Gary Black, Janus' president and chief investment officer, said Wednesday that the company must round out its products in order to increase distribution. Value products account for 8% of its portfolio mix, and growth and blend products 50% of the $132.2 billion Janus said it had under management at March 31.
"Value and growth take turns working, and … when value is in favor we don't have a great platform when investors are looking for a safe harbor," he said. "This is a high priority for us to get this done."
Mr. Black said Janus is not looking for any big deals because, he said, "they don't work." Instead, Janus will look to hire a value team from another company. "We are looking, but we want to be disciplined about what we have to pay," he said. "We don't want to overspend for value."
Janus remains confident that, in time, the growth strategy will rebound and begin to outperform value, Mr. Black said, but the past three years have been difficult for Janus. Value funds have outperformed growth portfolios by 1,300 basis points industrywide in the past three years, the company said, including 400 basis points in the first quarter.
"Flows follow performance," he said, "and over the last five years flows have gone to value." "Value has won for the last five calendar years in a row."
The strong value flows have hurt growth managers like Janus and Putnam Investments. Data from Financial Research Corp., a Boston company that tracks mutual fund flows, show Janus with $3.67 billion of outflows in the first two months of this year and $27.1 billion last year from its long-term funds.
The company reported Wednesday that assets under management fell to $132 billion at March 31, from $148.4 billion 12 months before.
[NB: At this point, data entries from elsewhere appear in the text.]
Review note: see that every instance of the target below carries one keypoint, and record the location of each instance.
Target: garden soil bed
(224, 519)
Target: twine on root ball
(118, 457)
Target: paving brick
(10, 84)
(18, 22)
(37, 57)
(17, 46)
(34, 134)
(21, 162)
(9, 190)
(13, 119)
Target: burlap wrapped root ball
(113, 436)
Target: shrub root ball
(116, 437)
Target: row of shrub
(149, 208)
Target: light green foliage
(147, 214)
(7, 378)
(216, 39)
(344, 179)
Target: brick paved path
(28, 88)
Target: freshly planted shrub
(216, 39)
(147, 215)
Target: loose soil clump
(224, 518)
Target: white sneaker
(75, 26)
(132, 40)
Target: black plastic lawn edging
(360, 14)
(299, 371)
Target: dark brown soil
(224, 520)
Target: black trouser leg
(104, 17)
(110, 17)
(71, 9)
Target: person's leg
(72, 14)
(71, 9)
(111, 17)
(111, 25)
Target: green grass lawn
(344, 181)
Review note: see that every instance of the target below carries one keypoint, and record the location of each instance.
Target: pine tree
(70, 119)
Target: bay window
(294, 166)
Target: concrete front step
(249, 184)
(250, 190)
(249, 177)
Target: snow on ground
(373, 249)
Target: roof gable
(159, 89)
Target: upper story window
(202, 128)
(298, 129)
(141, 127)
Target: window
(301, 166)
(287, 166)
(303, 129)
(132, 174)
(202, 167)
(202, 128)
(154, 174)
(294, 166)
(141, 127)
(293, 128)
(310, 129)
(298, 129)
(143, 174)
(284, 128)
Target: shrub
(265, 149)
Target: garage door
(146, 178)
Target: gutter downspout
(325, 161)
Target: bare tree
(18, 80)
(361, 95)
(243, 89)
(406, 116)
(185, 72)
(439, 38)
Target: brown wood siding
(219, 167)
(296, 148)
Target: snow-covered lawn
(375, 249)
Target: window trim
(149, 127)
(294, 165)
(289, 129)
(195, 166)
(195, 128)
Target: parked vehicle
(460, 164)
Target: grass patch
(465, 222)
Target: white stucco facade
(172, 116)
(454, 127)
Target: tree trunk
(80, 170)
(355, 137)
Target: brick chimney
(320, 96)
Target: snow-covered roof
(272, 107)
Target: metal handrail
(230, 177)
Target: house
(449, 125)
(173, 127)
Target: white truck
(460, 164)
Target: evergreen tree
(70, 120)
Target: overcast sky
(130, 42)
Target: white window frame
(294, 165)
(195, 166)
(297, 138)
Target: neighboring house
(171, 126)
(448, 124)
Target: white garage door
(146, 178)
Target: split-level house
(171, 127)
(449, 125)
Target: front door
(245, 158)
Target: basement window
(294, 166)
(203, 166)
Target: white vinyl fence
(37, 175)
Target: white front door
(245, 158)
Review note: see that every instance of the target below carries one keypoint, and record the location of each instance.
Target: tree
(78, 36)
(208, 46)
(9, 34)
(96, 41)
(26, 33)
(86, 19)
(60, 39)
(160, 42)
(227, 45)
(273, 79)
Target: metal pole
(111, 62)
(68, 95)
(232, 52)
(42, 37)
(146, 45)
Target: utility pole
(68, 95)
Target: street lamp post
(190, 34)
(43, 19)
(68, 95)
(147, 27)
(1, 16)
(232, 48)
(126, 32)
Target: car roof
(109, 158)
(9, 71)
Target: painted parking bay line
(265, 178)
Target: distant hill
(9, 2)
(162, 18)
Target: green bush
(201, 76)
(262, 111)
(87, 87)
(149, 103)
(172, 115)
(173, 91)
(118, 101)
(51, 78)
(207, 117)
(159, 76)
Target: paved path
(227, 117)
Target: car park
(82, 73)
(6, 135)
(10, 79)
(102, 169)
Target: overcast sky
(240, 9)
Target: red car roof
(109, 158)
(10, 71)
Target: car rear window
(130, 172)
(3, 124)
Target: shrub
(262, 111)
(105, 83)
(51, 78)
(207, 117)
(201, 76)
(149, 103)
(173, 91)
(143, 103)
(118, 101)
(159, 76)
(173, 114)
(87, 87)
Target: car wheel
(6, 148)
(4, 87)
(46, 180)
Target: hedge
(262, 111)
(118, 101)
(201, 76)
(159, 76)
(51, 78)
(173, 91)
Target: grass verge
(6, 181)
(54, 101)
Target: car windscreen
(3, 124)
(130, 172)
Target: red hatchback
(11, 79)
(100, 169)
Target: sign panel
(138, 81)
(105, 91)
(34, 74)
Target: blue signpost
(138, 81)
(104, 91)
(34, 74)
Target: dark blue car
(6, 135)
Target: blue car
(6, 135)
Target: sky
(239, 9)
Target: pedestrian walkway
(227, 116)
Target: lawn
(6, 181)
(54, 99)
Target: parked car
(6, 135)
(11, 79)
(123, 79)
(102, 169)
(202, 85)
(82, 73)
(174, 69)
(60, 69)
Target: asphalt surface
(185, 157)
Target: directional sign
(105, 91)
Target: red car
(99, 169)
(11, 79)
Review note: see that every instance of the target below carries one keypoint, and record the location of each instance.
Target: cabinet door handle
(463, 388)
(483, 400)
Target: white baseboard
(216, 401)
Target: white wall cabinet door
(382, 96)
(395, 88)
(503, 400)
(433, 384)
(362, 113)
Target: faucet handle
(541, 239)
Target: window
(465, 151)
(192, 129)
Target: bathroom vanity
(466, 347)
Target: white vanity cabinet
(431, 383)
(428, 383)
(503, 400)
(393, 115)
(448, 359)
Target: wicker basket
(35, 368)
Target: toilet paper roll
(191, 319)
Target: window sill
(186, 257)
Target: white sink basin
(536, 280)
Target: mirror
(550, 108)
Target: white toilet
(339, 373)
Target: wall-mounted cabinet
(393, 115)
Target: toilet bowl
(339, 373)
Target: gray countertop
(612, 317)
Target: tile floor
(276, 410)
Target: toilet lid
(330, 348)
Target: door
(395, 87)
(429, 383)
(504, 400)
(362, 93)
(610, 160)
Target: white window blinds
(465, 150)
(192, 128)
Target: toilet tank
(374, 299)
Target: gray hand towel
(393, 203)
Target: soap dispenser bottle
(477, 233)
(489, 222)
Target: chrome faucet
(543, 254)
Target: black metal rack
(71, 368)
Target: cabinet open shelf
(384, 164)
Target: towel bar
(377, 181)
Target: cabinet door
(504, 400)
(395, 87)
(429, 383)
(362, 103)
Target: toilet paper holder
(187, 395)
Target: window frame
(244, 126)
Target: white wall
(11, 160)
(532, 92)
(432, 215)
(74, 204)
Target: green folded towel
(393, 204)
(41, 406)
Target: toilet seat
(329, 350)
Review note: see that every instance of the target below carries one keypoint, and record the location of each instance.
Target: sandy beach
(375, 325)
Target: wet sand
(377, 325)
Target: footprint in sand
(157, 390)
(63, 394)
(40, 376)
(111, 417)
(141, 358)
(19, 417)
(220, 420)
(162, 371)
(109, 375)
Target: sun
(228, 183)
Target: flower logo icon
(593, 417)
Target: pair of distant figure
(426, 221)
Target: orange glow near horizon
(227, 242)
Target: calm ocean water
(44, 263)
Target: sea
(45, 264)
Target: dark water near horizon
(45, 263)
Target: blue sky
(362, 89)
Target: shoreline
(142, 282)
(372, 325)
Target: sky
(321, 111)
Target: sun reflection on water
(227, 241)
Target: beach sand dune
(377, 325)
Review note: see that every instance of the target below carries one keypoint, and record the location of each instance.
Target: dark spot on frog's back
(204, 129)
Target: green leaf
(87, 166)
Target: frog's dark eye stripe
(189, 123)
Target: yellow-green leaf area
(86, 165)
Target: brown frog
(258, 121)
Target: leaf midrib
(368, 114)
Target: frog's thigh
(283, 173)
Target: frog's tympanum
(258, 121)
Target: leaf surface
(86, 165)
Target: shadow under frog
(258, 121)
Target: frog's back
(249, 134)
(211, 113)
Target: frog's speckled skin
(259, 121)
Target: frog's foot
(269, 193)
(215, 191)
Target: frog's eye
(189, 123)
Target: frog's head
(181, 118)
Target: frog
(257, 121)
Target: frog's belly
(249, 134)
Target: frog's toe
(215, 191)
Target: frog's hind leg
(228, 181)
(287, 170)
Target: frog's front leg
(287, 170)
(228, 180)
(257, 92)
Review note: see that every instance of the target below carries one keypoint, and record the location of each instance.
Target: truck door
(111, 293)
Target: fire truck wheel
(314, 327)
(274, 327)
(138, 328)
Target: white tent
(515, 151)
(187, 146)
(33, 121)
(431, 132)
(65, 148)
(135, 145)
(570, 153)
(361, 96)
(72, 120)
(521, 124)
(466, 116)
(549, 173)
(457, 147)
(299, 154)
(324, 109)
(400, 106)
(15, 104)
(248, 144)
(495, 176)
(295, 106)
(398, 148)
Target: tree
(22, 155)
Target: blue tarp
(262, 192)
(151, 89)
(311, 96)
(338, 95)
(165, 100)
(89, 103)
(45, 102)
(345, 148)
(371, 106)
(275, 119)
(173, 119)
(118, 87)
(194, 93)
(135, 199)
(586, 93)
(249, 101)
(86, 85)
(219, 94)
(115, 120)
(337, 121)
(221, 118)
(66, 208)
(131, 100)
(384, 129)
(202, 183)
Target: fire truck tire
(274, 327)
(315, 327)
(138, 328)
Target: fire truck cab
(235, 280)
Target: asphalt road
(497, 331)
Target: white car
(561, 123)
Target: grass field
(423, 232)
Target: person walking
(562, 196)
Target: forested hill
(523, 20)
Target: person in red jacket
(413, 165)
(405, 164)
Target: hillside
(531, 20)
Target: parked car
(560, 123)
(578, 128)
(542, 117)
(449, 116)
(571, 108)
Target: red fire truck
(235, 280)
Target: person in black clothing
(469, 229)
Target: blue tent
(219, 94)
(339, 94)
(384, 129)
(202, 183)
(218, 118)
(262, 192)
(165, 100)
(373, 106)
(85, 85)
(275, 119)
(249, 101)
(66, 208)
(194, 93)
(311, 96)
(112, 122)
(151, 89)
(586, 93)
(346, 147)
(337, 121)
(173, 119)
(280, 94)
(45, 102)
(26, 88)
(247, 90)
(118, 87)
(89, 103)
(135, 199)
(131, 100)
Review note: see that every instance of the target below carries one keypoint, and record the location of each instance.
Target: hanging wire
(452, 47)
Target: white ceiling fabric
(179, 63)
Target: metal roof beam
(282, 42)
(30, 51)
The company said it returned to profit in the first quarter as a drop in expenses helped offset lower asset management revenue.
Quarterly net income was $19.6 million, compared to a $22.1 million loss the year earlier. Revenue from investment management and servicing fees slid 14%, to $216 million, and operating expenses fell 30%, to $171.6 million.
Steven Scheid, Janus' chairman and chief executive officer, said it needs to continue being creative to restore fund inflows. The company has changed its advertising strategy, he said, to cut back television ads and increase print spending.
"We want to shift our ad dollars to put more foot soldiers on the ground because we hope that it will help our net flows," he said.
Janus plans to do some direct marketing, Mr. Scheid said, and will go to Web-based rather than brand advertising. "We are developing more leads through Web advertising than anywhere else," he said. "… As things start growing and margins start expanding, we will evaluate more brand advertising from there."